Circular Trigonometry
- \theta: Standard position angle
- R: Reference angle (positive acute angle from terminal side to x-axis).
- Trigonometric Functions:
- \sin \theta = \frac{y}{r}
- \cos \theta = \frac{x}{r}
- \tan \theta = \frac{y}{x}
- Unit Circle: r = 1
- \sin \theta: y-coordinate of point P
- \cos \theta: x-coordinate of point P
- \tan \theta: Slope of terminal side
Sine/Cosine Graph Properties
- General form: f(x) = a \sin(b(x+c)) + d
- y = \sin x: Starts at midline and goes upward.
- y = \cos x: Starts at maximum and goes downward.
- |a|: Amplitude
- d: Midline
- -c: Phase shift
- \frac{2\pi}{b}: Period
- |a| + d: Maximum
- |a| - d: Minimum
Identities
- Pythagorean Identities:
- \sin^2 \theta + \cos^2 \theta = 1
- \tan^2 \theta + 1 = \sec^2 \theta
- \cot^2 \theta + 1 = \csc^2 \theta
- Reciprocal Identities:
- \csc \theta = \frac{1}{\sin \theta}
- \sec \theta = \frac{1}{\cos \theta}
- \cot \theta = \frac{1}{\tan \theta}
- Quotient Identities:
- \tan \theta = \frac{\sin \theta}{\cos \theta}
- \cot \theta = \frac{\cos \theta}{\sin \theta}
- Angle Sum/Difference Identities:
- \sin(a+b) = \sin a \cos b + \cos a \sin b
- \sin(a-b) = \sin a \cos b - \cos a \sin b
- \cos(a+b) = \cos a \cos b - \sin a \sin b
- \cos(a-b) = \cos a \cos b + \sin a \sin b
- Double Angle Identities:
- \sin 2\theta = 2 \sin \theta \cos \theta
- \cos 2\theta = \cos^2 \theta - \sin^2 \theta = 2 \cos^2 \theta - 1 = 1 - 2 \sin^2 \theta
Solving Trig Equations
- \sin \theta = m (y-coordinate)
- \cos \theta = n (x-coordinate)
- \tan \theta = p (slope)
- Start by isolating the trig function.
- To find all solutions, take each answer \pm 2\pi k for any integer value of K.
Polar Coordinates
- (r, \theta)
- Rectangular to Polar Conversion:
- r^2 = x^2 + y^2
- \theta = \arctan(\frac{y}{x})
- Polar to Rectangular Conversion:
- x = r \cos \theta
- y = r \sin \theta
- Polar form of a complex number:
- a + bi = r(\cos \theta + i \sin \theta)
- If r is negative, it is plotted in the opposite direction of \theta.
Inverse Trig Functions
- f(x) = \sin^{-1} x or \arcsin(x)
- Input: Ratio of sides or y-coordinate on the unit circle.

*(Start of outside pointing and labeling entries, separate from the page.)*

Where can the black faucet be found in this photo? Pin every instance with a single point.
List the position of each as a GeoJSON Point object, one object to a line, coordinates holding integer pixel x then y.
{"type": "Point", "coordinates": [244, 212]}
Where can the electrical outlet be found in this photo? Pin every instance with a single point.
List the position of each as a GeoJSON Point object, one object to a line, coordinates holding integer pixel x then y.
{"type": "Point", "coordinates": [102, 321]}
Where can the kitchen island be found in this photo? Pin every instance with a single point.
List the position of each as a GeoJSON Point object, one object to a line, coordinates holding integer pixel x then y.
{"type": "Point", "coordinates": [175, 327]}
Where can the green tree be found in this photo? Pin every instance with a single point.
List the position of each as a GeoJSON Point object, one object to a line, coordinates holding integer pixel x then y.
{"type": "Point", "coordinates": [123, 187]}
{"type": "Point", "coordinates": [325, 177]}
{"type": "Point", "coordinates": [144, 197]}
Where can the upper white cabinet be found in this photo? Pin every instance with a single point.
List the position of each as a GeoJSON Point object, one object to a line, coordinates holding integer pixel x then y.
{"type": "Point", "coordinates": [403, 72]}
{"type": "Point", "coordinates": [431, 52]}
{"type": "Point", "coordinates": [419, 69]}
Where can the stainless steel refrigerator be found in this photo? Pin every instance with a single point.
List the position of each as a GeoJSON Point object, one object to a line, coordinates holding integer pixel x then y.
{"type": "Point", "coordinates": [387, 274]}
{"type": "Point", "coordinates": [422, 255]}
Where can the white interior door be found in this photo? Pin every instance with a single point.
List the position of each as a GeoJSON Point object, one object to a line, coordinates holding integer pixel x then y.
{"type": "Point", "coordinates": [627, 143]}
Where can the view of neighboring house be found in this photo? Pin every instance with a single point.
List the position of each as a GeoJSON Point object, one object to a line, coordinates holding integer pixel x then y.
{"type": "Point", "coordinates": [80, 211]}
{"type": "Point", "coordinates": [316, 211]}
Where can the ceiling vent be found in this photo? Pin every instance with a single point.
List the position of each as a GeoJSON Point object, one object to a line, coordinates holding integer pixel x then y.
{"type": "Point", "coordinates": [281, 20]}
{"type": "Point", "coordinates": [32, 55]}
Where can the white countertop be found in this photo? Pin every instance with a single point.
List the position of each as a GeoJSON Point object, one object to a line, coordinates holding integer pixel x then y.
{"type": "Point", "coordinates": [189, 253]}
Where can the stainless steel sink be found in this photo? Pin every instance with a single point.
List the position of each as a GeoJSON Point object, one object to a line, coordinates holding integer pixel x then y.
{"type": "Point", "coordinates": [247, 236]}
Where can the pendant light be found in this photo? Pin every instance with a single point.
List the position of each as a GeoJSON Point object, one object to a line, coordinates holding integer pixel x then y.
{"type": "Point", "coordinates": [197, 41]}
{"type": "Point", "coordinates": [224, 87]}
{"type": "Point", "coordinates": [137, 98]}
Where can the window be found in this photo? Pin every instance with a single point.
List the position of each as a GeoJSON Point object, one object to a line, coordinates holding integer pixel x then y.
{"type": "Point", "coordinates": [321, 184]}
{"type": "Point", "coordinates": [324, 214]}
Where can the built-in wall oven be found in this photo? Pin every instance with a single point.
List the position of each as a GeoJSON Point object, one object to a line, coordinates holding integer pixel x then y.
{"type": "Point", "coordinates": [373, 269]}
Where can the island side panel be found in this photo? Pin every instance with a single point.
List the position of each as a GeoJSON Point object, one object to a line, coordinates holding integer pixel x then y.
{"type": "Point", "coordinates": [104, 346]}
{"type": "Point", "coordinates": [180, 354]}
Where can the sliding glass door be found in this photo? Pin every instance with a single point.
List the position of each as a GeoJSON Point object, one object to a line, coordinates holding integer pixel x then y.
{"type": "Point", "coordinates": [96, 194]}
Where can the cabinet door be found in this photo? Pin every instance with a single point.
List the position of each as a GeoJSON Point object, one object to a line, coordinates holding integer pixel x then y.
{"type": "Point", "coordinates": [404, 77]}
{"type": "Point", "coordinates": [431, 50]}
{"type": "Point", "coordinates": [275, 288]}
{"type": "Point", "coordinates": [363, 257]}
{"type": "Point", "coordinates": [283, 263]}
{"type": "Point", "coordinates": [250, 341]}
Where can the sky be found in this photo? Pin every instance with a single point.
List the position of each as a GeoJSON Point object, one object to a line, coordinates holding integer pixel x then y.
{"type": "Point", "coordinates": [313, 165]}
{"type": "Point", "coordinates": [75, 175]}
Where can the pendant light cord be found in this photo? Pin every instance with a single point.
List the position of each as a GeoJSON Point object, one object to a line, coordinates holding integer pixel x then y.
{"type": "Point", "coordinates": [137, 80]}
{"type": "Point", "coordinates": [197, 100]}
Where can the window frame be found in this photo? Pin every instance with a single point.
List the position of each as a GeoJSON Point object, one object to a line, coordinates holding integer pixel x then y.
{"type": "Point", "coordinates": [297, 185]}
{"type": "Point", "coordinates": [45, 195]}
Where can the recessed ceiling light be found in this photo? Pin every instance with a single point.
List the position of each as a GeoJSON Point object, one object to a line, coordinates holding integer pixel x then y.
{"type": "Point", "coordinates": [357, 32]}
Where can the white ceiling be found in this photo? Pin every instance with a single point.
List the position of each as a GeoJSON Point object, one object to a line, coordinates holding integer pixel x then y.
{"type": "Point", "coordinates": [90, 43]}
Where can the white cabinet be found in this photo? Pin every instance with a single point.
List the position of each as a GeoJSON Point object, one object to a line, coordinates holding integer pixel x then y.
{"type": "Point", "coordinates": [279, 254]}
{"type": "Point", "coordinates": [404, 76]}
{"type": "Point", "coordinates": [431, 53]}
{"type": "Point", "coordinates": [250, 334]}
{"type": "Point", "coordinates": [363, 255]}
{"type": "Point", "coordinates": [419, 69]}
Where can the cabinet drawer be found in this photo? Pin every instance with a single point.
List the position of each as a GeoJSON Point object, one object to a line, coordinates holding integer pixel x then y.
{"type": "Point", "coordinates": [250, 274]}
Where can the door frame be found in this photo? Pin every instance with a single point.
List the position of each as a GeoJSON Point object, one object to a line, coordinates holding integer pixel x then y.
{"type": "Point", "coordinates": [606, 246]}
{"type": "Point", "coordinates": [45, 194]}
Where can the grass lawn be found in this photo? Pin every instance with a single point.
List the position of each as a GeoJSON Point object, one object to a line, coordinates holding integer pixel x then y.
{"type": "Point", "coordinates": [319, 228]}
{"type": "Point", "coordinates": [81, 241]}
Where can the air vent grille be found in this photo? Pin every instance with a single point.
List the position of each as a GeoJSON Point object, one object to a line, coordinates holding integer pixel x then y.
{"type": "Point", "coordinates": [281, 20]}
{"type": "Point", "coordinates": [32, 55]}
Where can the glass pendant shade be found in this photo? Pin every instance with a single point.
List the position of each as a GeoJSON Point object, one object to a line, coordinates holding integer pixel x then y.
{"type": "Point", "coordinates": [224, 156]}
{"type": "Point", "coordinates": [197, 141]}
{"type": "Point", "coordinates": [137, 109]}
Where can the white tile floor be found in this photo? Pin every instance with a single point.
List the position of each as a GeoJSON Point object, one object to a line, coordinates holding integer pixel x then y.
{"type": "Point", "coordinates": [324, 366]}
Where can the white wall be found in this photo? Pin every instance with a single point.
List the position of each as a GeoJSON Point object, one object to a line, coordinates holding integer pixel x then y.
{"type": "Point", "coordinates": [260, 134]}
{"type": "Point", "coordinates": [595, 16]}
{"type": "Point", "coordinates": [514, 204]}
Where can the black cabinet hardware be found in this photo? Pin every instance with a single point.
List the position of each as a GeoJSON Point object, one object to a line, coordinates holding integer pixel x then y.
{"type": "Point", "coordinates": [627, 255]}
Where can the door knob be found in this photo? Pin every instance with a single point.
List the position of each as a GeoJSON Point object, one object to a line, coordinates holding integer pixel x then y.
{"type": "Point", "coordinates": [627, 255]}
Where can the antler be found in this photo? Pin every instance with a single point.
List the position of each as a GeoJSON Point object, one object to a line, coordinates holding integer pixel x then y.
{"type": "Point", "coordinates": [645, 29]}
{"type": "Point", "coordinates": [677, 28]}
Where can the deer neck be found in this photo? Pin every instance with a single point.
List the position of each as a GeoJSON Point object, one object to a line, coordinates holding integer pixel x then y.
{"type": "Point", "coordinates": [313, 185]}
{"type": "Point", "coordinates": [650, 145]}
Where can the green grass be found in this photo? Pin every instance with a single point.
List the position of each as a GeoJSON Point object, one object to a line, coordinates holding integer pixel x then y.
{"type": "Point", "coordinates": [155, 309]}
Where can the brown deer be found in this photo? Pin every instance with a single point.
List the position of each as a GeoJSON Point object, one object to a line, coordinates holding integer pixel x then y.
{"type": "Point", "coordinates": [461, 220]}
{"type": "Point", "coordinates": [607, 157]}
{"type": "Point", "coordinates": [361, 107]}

- Output: Standard position angle.
- Domain: x \in [-1, 1]
- Range: y \in [-\frac{\pi}{2}, \frac{\pi}{2}] (Quadrants 1 & 4)
- g(x) = \cos^{-1} x or \arccos(x)
- Input: Ratio of sides or x-coordinate on the unit circle.
- Output: Standard position angle.
- Domain: x \in [-1, 1]
- Range: y \in [0, \pi] (Quadrants 1 & 2)
- h(x) = \tan^{-1} x or \arctan(x)
- Input: Ratio of sides or slope of the terminal side of \theta.
- Output: Standard position angle.
- Domain: x \in (-\infty, \infty)
- Range: y \in (-\frac{\pi}{2}, \frac{\pi}{2}) (Quadrants 1 & 4)
- \tan^{-1} (\frac{y}{x}) = Ref. angle.
- Use Quadrant and Ref angle to find \theta